8) Where the money will come from for residential development is kind of beside the point, and is really something that would have to be tackled in the future. I think that even the opposition realizes that the barge terminal will bring much-needed tax revenue for the City. However, they consider it a poor land use, and they won't be swayed to accept just any development because the City needs money.

Like I said, I'm trying to get better information from top sources and will share them when that time comes.

Randy Simes said...

Renderings of the proposed facility can be found here:,16967.msg374846.html#msg374846

These were a part of a somewhat recent Cincinnati Business Courier article.

Anonymous said...

hi kevin just curious to know if the epa is monitoring the air along river road (sedamsville) from the concrete co. i have to dust everyday, and when i sweep its mostly sand. (hum) thank you. also what ingredients are in ground up concrete?

Jim McNulty said...

Anyone interested in this should go to Mt. Echo park and look down at the site. It is an industrial lot, next to a viaduct and a bunch of rail lines. It looks like a natural fit. If I lived there, I would enjoy looking down and seeing clean commercial activity on the river. There is more to life than condos, and that would be an odd location for a park.

I am new to this issue, but can't really see a problem with the transfer facility. We shouldn't try to be the East side, we should aim higher.

Paul Wilham said...

I think it is 'shortsighted' to think the ONLY thing you can do with that area is build a terminal. Indianapolis took a formerly industrial area and built White River State Park which has several museums and green spaces. All pretty much done with Federal and state money.
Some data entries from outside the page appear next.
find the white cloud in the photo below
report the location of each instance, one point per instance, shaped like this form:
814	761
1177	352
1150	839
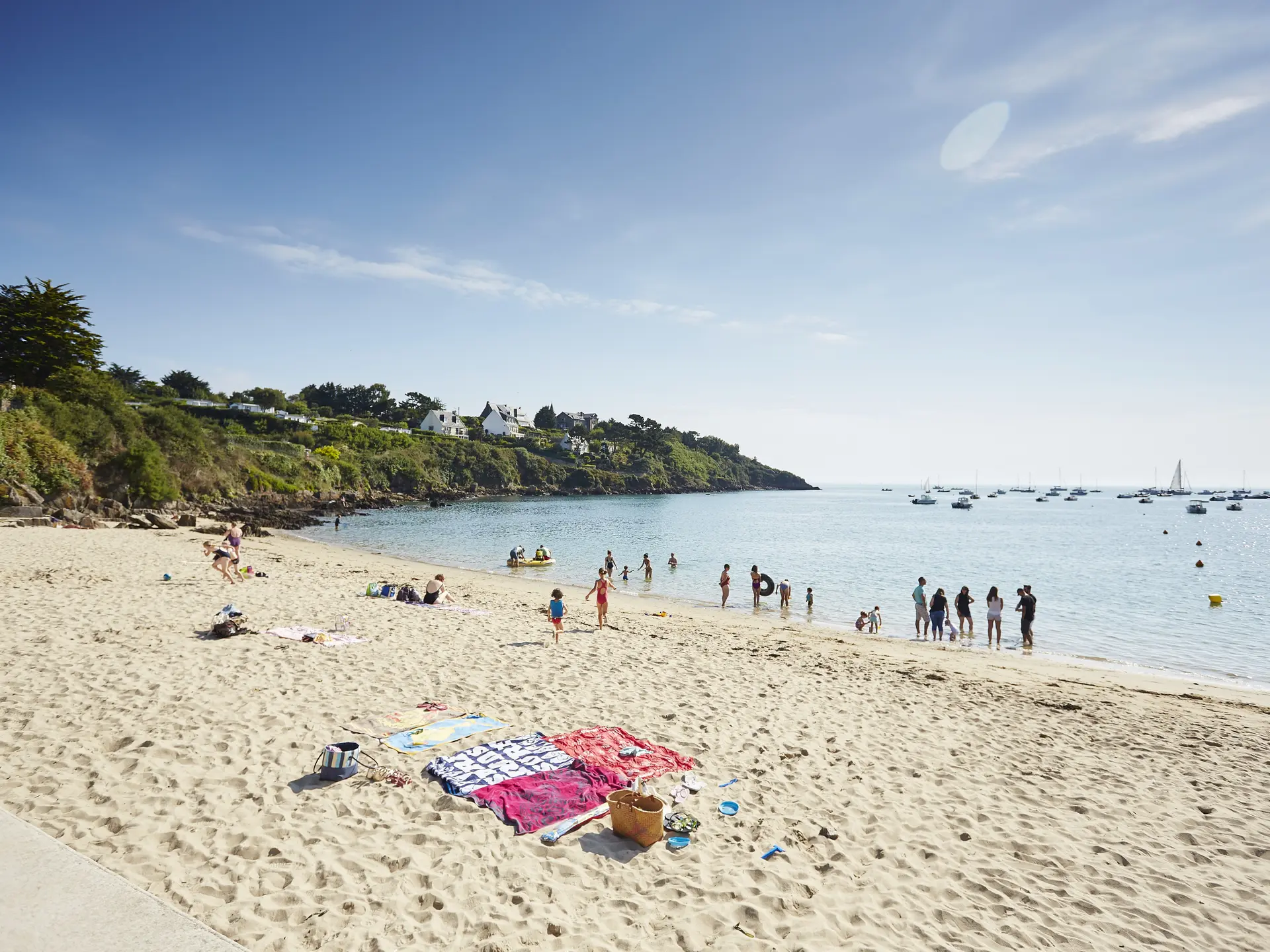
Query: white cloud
418	264
1180	122
1151	80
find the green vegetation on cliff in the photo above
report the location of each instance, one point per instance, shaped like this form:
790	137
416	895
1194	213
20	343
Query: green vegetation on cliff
66	426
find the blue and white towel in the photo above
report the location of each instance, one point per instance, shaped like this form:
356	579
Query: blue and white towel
498	761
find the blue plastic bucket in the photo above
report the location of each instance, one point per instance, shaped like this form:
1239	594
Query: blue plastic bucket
339	761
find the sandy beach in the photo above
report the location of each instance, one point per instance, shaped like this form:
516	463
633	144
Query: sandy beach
981	803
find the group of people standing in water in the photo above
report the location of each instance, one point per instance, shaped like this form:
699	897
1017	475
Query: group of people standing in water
935	615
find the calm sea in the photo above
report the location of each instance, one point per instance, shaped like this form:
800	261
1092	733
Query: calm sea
1111	586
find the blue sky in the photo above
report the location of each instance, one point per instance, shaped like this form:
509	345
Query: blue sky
733	218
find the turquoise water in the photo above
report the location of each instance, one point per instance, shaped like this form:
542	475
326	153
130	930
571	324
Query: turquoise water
1111	584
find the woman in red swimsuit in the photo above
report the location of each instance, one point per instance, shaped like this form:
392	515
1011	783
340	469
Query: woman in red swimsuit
601	589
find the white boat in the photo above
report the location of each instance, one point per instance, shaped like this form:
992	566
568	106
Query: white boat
926	498
1175	487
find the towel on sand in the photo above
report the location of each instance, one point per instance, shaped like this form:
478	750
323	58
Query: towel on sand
495	762
431	735
398	721
542	799
302	633
599	746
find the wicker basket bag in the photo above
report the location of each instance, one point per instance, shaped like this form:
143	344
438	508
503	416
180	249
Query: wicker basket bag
636	816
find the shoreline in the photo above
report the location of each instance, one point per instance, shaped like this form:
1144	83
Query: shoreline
1009	800
767	616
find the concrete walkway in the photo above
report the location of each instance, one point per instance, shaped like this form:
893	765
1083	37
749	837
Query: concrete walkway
54	900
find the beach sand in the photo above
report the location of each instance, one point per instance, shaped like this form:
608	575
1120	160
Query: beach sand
982	803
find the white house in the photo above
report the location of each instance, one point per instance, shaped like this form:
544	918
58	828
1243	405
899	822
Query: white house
503	420
444	422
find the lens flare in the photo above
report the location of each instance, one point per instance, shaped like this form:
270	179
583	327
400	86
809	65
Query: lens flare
974	136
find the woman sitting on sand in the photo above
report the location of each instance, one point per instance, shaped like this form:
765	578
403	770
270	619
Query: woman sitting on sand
222	560
435	593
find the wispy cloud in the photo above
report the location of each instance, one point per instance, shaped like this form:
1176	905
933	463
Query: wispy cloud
1180	122
1148	80
418	264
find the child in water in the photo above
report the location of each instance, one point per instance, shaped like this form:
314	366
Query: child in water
558	611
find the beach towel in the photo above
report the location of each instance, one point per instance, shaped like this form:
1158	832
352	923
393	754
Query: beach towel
431	735
544	799
600	746
495	762
302	633
398	721
295	633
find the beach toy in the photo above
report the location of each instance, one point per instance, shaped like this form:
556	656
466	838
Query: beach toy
338	761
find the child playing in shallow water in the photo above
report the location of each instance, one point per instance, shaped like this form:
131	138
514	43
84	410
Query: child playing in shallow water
558	611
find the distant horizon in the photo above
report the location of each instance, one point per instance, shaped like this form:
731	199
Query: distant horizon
857	241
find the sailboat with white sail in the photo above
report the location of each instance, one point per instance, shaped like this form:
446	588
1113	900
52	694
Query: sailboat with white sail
926	498
1176	487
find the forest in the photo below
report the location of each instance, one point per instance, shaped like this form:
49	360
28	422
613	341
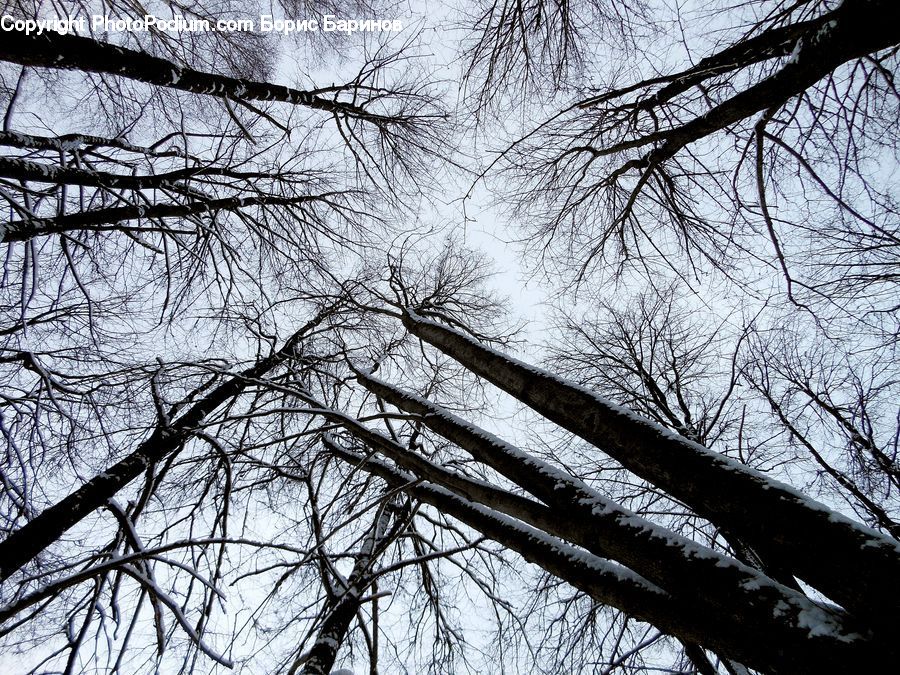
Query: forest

It attracts people from a 5 state area and is an asset to the city's convention business. Louisvile has a park development along the Ohio river that is a major toursist attraction. Property values in Price hill are improving and there is a lot of new restoration going on. That effort would be helped by a park and hindered by an industrial use.

Anonymous said...

All do respect to Paul Wilham, but what data are you using to claim property values are improving in Price Hill? Did you happen to see the Cincinnati Enquirer article three weeks ago? The average home sale value in 2008 for Price Hill was $20,000. That was a 68% decline since 2004. Also the County Auditor reassessed values in Hamilton County last year and the average decline in Price Hill was 6-10% on property values by County standards.

Louisville's riverfront is very industrial except for a stretch right downtown. The City of Cincinnati's downtown riverfront was industrial up until Yeatman's Cove and Sawyer Point. So really Louisville is just years behind Cincy. Indianapolis is not even close in comparison to Cincinnati. The Ohio River is a much bigger river with much more economic activity than the White River. Let's compare apples to apples.

Kevin LeMaster said...

"hi kevin just curious to know if the epa is monitoring the air along river road (sedamsville) from the concrete co. i have to dust everyday, and when i sweep its mostly sand. (hum) thank you. also what ingredients are in ground up concrete?"The EPA has a not-so-user-friendly searchable database of monitoring stations. I wish you luck: for ground up concrete, it depends on the mix but it's basically sand/aggregate (such as gravel), cement and water. Cement contains limestone, calcium, silicon, iron, aluminum, and gypsum. Trace amounts of other things like clay and ash are sometimes used.

Anonymous said...

Where is all this opposition to building a terminal in an already industial area coming from? CSX Transportation and Central RR of Indiana would never let a park or bike trail be built next to their tracks. Guess that site will sit vacant for a long time to come.